The Limits of Front-End Testing
I recently submitted a bugfix in a codebase I haven't touched in over 6 months. I added unit tests, manually QAed, and ...broke production pretty badly.
I spent the next couple of days a bit shaken -- in trying to fix an edge case, I ended up breaking a fundamental flow in the app.
How did this happen? We have all sorts of tests: unit tests on most functions and actions (using Jest), component-level tests on this page (using React Testing Library), and end-to-end tests that check if the flow is working (using Cypress). I felt safe in writing code I wasn't 100% familiar with. I wouldn't have been surprised if another edge case showed up, but no part of me was expecting to break the entire flow, given this test coverage.
What was the leak?
First, let me explain the bug, then talk about our tests. I wrote a modification to a function which saves user data to the server, which validates that data and sends it back to us to update the UI with. I made a bad assumption which is that I wanted the data in a specific part to reset to default if the user did a specific action. My code was correct given that assumption, but this would end up locking the user in a loop where it's impossible to ever actually update that data that I keep resetting to default. I, for some strange reason, thought that it would fail the back-end validation if it wasn't completely reset. This is not how it ended up working, of course, because the reset data was completely valid to the back-end, and would get saved as the user's changes every time.
The fix to this was to limit the values that are reset to only be the values I actually needed to reset. So, instead of "User did X, data that relies on X will reset to default," I'm changing it to "User did X, data that relies on X is unchanged, but I'm changing X to Y. They'll never know." This is a bit convoluted, but my summary here is: I made a bad assumption about how data would be validated.
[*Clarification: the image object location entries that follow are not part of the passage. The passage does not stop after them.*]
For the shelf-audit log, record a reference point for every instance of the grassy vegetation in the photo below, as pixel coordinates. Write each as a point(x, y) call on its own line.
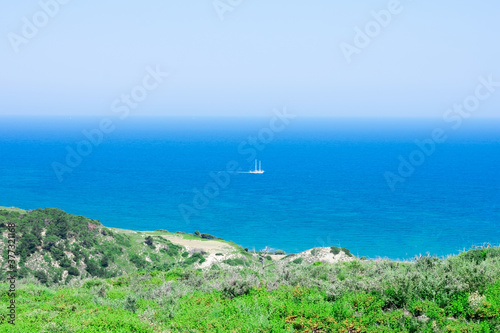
point(169, 294)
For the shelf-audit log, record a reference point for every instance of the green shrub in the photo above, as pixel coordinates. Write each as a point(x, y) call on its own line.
point(235, 262)
point(73, 271)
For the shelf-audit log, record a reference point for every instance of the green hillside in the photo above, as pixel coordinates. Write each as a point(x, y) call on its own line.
point(76, 275)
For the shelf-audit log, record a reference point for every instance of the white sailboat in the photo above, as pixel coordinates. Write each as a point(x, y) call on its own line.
point(259, 170)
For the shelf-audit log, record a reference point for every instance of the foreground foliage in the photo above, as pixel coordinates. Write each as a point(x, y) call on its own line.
point(77, 276)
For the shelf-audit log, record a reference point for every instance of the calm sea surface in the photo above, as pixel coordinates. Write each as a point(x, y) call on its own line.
point(323, 184)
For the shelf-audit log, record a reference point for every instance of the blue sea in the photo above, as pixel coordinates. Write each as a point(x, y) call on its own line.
point(325, 180)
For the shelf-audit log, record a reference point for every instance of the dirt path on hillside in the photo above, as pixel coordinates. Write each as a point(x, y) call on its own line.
point(209, 246)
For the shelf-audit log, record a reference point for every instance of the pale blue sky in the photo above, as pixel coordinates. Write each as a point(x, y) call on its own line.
point(265, 54)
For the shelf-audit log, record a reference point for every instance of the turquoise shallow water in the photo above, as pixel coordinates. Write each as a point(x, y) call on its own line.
point(324, 182)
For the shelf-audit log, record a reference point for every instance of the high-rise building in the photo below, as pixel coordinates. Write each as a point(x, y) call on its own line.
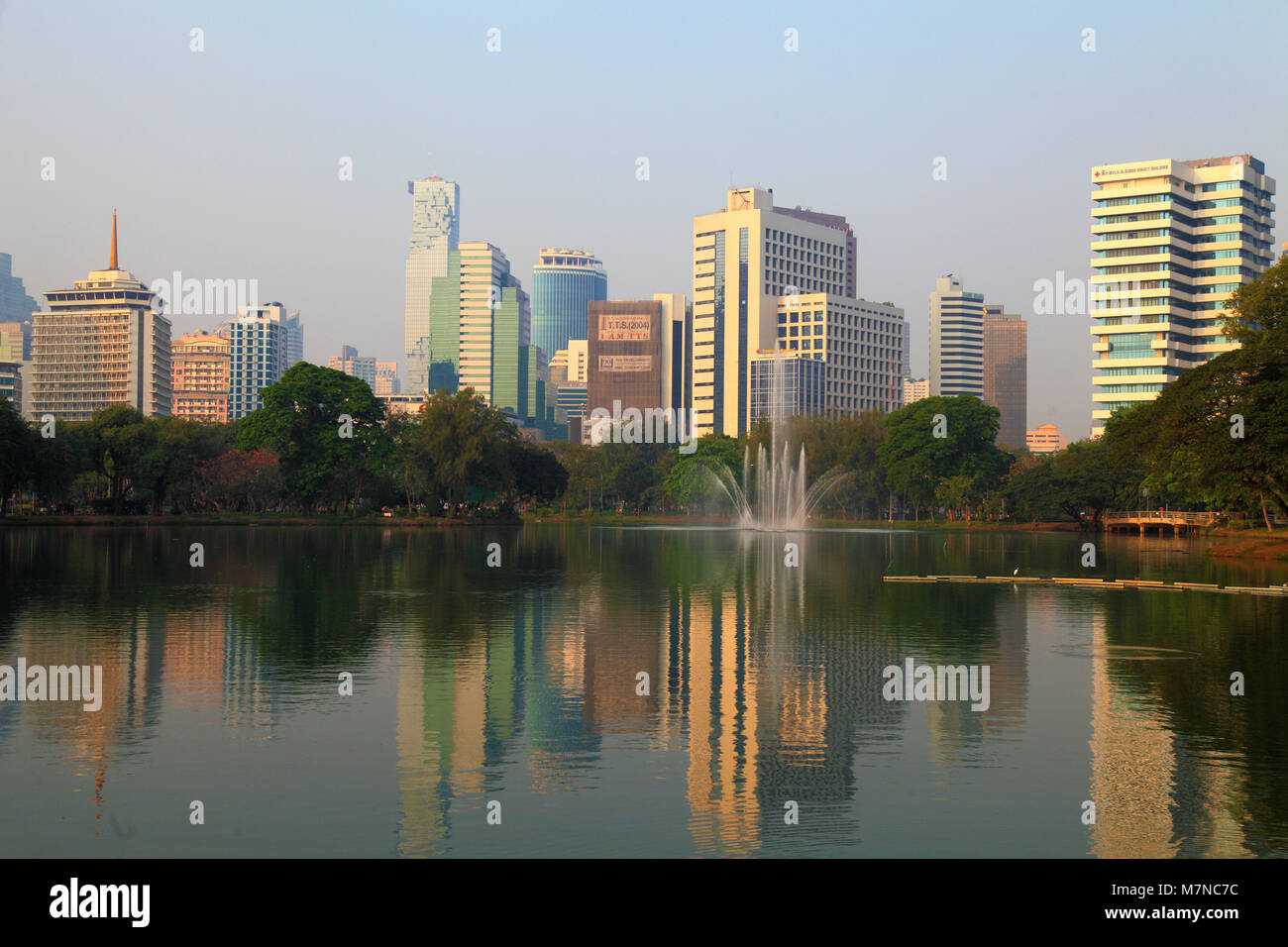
point(851, 247)
point(494, 322)
point(386, 377)
point(11, 382)
point(201, 376)
point(1006, 372)
point(1171, 243)
point(258, 359)
point(99, 344)
point(434, 237)
point(745, 257)
point(1044, 440)
point(565, 283)
point(16, 304)
point(677, 348)
point(351, 364)
point(861, 342)
point(956, 341)
point(625, 350)
point(787, 384)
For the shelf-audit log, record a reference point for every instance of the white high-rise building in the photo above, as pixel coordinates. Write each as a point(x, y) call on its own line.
point(956, 341)
point(436, 234)
point(1170, 243)
point(745, 258)
point(257, 352)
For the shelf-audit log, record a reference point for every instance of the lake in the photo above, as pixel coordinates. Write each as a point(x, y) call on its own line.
point(502, 710)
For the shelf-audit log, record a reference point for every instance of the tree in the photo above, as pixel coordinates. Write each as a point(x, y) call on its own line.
point(17, 453)
point(323, 427)
point(464, 442)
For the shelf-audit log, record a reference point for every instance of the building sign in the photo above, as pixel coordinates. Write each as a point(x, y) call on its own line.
point(625, 328)
point(625, 363)
point(1132, 171)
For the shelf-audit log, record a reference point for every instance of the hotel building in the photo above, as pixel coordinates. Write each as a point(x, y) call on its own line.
point(745, 258)
point(565, 283)
point(257, 359)
point(1170, 243)
point(956, 341)
point(351, 364)
point(1006, 372)
point(861, 342)
point(101, 344)
point(201, 376)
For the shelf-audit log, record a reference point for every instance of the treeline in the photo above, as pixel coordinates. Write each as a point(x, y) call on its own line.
point(322, 442)
point(1216, 440)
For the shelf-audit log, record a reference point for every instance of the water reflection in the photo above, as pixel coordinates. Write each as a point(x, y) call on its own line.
point(522, 684)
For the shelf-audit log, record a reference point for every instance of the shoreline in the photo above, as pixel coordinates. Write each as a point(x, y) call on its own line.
point(1256, 545)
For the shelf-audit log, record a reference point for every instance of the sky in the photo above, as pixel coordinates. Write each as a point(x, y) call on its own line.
point(226, 162)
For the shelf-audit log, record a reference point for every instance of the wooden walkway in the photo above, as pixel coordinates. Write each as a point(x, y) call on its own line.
point(1158, 521)
point(1275, 590)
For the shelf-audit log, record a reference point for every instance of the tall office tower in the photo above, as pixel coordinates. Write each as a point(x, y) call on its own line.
point(565, 282)
point(625, 350)
point(745, 257)
point(16, 305)
point(101, 344)
point(1006, 372)
point(258, 359)
point(862, 344)
point(956, 341)
point(787, 384)
point(434, 236)
point(351, 364)
point(494, 322)
point(11, 382)
point(1170, 243)
point(386, 377)
point(201, 376)
point(677, 346)
point(851, 247)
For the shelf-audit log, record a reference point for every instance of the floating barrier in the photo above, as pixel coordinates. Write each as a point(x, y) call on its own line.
point(1275, 590)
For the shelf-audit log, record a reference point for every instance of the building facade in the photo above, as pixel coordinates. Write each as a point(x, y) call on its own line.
point(914, 389)
point(565, 283)
point(862, 344)
point(201, 376)
point(1006, 372)
point(386, 377)
point(1170, 243)
point(434, 237)
point(101, 344)
point(745, 258)
point(956, 341)
point(257, 346)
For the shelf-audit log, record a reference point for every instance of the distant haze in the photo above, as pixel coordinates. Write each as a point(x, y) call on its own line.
point(223, 163)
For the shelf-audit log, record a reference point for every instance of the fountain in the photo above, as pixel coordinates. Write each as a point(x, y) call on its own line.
point(780, 499)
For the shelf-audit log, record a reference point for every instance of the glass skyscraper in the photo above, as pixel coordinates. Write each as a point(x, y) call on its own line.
point(434, 236)
point(565, 283)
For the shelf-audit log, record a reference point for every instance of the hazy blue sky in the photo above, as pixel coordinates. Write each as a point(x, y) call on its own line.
point(223, 163)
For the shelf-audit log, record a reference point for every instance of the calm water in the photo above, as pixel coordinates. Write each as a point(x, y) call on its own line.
point(518, 685)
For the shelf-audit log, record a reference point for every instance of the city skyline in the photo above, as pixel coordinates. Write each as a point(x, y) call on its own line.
point(185, 213)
This ended up resetting the the user's data every time they tried to save.
So, how did this fail the tests, considering how easy this was to replicate in QA, and the app has a log of user actions to check if what the user actually did is what the app ended up understanding?
Our component-level tests were testing whether or not the correct components rendered and the UI updated as expected. The UI would update as expected, it was the saving to the server that failed.
Okay, then if the saving failed, how did it pass those unit tests? Our unit tests were testing the server call of the specific function I was editing. My work passed all of these tests because the correct server call was being made and I wrote the first assumption of what the request body to that call should be, and of course, my code passed my tests. It was the UI after that wouldn't update!
Okay, then if the UI didn't update correctly, how did it pass the end-to-end tests? The end-to-end tests test the entire flow, changing basically every option possible in one large test per flow, which is not how users use the app -- which would be changing one thing and that appropriately showing up in the log.
After the incident occurred, I thought: this must be such an easy test to add. How don't we have tests like that already? Every action the user takes, we have a log of what the user has done. So, it's a simple test, user does X, does log say that the user did X? Regardless of the request bodies and the state changes, does the app function as expected?
It turns out, we never test that kind of interaction in the app. I actually have a few times in another project I did after this bug, but those tests took multiple seconds using RTL when the average time for RTL is a couple of milliseconds. I think it's against the nature of most apps to do this kind of testing: it would require adding a couple of dozen unit tests at the container level of a sub-application and drilling into sub-components.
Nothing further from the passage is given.